Depuis la loi du 11 février 2005, tout établissement recevant du public (ERP) doit être accessible aux personnes à mobilité réduite. L'obligation est ancienne, les contrôles sont réels, et les sanctions peuvent aller jusqu'à la fermeture administrative — mais dans la pratique, la mise en conformité d'un commerce ou d'un local professionnel repose sur une liste d'aménagements bien identifiés.
Ce guide résume les points de contrôle essentiels pour un ERP de 5e catégorie (commerces, agences, cabinets — la grande majorité des établissements), du trottoir jusqu'à l'accueil.
L'entrée : la marche de trop
Le premier obstacle est presque toujours le seuil. Au-delà de 2 cm de ressaut, un fauteuil roulant ne passe plus sans aide. La solution la plus courante est la rampe : fixe si vous disposez de l'espace, amovible ou pliante avec sonnette d'appel si la configuration ne permet pas une rampe permanente.
La pente réglementaire est de 5 % maximum en usage courant ; des tolérances existent (jusqu'à 8 % sur 2 m, 10 % sur 50 cm) pour les configurations contraintes. Une rampe doit aussi offrir un palier de repos en haut et en bas, et un chasse-roue latéral dès qu'il y a risque de chute.
Le cheminement extérieur
Du stationnement à la porte, le cheminement doit être praticable : largeur de 1,40 m minimum (1,20 m toléré en l'absence de mur de part et d'autre), sol non meuble et non glissant, obstacles en hauteur détectables à la canne. Les places de stationnement adaptées doivent représenter au moins 2 % de la capacité du parking, avec une largeur de 3,30 m et une signalisation verticale et horizontale.
La porte et l'accueil
La porte d'entrée doit offrir un passage utile de 83 cm minimum (porte de 90 cm). La poignée doit être facilement préhensible et manœuvrable en position assise. À l'intérieur, une banque d'accueil adaptée comporte une partie abaissée à 80 cm maximum avec un vide en partie basse pour permettre l'approche d'un fauteuil.
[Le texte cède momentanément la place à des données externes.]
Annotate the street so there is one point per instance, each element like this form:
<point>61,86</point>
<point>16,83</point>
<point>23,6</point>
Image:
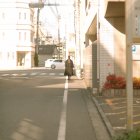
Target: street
<point>43,105</point>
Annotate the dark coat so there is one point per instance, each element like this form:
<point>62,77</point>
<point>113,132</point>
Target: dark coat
<point>69,68</point>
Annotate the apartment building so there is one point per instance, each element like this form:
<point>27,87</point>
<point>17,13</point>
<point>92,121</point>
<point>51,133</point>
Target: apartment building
<point>105,42</point>
<point>16,34</point>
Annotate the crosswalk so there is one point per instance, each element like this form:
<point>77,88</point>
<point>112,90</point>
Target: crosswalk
<point>32,74</point>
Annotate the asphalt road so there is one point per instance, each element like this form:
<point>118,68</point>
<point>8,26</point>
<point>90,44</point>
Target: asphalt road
<point>43,105</point>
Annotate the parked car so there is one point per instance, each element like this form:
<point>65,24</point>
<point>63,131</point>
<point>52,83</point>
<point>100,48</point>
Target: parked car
<point>55,64</point>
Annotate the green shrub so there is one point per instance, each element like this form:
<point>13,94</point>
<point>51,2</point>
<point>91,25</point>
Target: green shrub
<point>132,135</point>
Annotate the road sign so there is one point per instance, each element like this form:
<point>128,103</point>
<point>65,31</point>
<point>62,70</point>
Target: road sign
<point>136,23</point>
<point>36,5</point>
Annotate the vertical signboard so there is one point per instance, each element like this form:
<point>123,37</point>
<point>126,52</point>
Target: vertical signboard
<point>132,25</point>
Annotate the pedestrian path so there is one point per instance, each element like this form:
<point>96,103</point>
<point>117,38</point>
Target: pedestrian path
<point>100,130</point>
<point>114,112</point>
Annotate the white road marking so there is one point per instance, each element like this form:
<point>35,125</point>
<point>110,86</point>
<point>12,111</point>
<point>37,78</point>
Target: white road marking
<point>62,125</point>
<point>52,73</point>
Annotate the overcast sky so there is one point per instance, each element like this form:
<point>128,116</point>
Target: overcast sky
<point>49,17</point>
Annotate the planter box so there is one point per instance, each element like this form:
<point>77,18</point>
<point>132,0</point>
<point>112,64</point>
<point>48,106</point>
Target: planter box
<point>119,92</point>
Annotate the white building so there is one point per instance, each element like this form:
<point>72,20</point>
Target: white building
<point>16,34</point>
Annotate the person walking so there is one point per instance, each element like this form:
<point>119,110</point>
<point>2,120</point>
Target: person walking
<point>69,68</point>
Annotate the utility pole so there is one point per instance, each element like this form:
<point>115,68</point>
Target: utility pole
<point>77,38</point>
<point>38,6</point>
<point>132,23</point>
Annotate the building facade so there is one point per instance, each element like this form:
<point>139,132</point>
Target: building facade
<point>16,34</point>
<point>104,52</point>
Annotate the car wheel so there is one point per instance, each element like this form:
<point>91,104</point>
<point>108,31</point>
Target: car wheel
<point>53,66</point>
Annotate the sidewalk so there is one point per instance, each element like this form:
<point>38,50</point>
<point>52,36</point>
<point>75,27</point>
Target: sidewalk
<point>114,110</point>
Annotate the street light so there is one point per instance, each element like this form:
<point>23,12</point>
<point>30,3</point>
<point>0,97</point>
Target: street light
<point>36,5</point>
La signalétique et le repérage
L'accessibilité concerne aussi les handicaps sensoriels. Les éléments clés : bandes de guidage au sol dans les grands espaces, bandes d'éveil de vigilance en haut des escaliers, nez de marches contrastés et antidérapants, contrastes visuels sur les portes vitrées (deux bandes à 1,10 m et 1,60 m de hauteur), et pictogrammes normalisés pour les sanitaires et ascenseurs.
- Rampe d'accès : pente ≤ 5 %, paliers de repos, chasse-roue.
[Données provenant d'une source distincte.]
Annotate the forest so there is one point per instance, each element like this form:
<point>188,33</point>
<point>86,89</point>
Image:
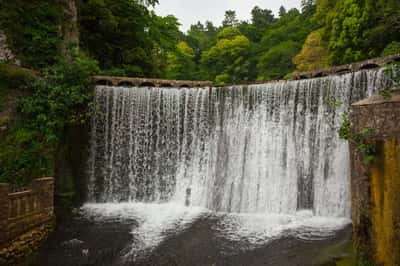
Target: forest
<point>127,38</point>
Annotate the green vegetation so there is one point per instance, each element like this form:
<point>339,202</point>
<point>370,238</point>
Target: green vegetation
<point>361,140</point>
<point>126,38</point>
<point>58,99</point>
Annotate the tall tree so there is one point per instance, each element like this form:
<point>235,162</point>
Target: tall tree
<point>314,54</point>
<point>230,19</point>
<point>227,61</point>
<point>181,63</point>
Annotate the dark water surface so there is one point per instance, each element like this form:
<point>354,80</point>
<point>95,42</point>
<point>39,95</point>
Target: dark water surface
<point>85,240</point>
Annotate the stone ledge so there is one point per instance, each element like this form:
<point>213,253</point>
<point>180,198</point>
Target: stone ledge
<point>147,82</point>
<point>344,69</point>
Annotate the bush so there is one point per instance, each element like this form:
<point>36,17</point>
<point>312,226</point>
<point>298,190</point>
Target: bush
<point>14,76</point>
<point>391,49</point>
<point>60,98</point>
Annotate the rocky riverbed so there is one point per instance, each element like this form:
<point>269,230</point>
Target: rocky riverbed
<point>154,234</point>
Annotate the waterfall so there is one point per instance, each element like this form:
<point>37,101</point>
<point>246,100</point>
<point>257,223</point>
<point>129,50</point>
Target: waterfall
<point>251,149</point>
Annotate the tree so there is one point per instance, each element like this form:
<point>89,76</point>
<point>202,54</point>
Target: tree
<point>282,11</point>
<point>124,34</point>
<point>391,49</point>
<point>276,63</point>
<point>314,54</point>
<point>230,19</point>
<point>280,44</point>
<point>33,30</point>
<point>180,63</point>
<point>227,61</point>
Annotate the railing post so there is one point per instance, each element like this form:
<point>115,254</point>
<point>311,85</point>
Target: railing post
<point>44,187</point>
<point>4,206</point>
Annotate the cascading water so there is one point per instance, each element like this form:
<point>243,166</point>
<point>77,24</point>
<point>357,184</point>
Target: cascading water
<point>260,148</point>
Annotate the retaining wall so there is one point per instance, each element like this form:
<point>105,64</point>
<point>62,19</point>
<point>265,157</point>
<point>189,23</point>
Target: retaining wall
<point>26,218</point>
<point>376,186</point>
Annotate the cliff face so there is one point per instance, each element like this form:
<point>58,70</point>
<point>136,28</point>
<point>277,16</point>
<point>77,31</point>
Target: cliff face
<point>376,186</point>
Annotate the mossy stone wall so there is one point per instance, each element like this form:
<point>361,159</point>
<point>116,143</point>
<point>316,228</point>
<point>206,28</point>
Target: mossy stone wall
<point>376,185</point>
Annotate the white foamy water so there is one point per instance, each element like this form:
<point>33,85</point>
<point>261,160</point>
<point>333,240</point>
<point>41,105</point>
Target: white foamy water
<point>250,149</point>
<point>259,229</point>
<point>263,161</point>
<point>156,222</point>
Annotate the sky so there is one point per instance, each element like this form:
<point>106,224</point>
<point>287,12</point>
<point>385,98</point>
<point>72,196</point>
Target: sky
<point>190,11</point>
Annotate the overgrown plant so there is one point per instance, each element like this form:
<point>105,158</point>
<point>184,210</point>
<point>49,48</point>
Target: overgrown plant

- Cheminement : 1,40 m de large, sol stable et non glissant.
- Porte : passage utile ≥ 83 cm.
- Escaliers : bande d'éveil, nez de marche contrastés, mains courantes des deux côtés.
- Vitrages : bandes de visualisation à deux hauteurs.
- Stationnement : 2 % de places adaptées, signalées verticalement et au sol.
Le registre et les démarches
Tout ERP doit tenir à disposition du public un registre public d'accessibilité décrivant les prestations et le niveau d'accessibilité de l'établissement. Si des travaux sont impossibles pour des raisons techniques ou patrimoniales, une demande de dérogation motivée peut être déposée en préfecture — mais elle doit s'accompagner de mesures de substitution, comme une rampe amovible avec dispositif d'appel.
Notre conseil : commencez par un autodiagnostic pièce par pièce avec la liste ci-dessus, chiffrez les écarts, et traitez en priorité l'entrée — c'est le point contrôlé en premier et celui qui conditionne tout le reste.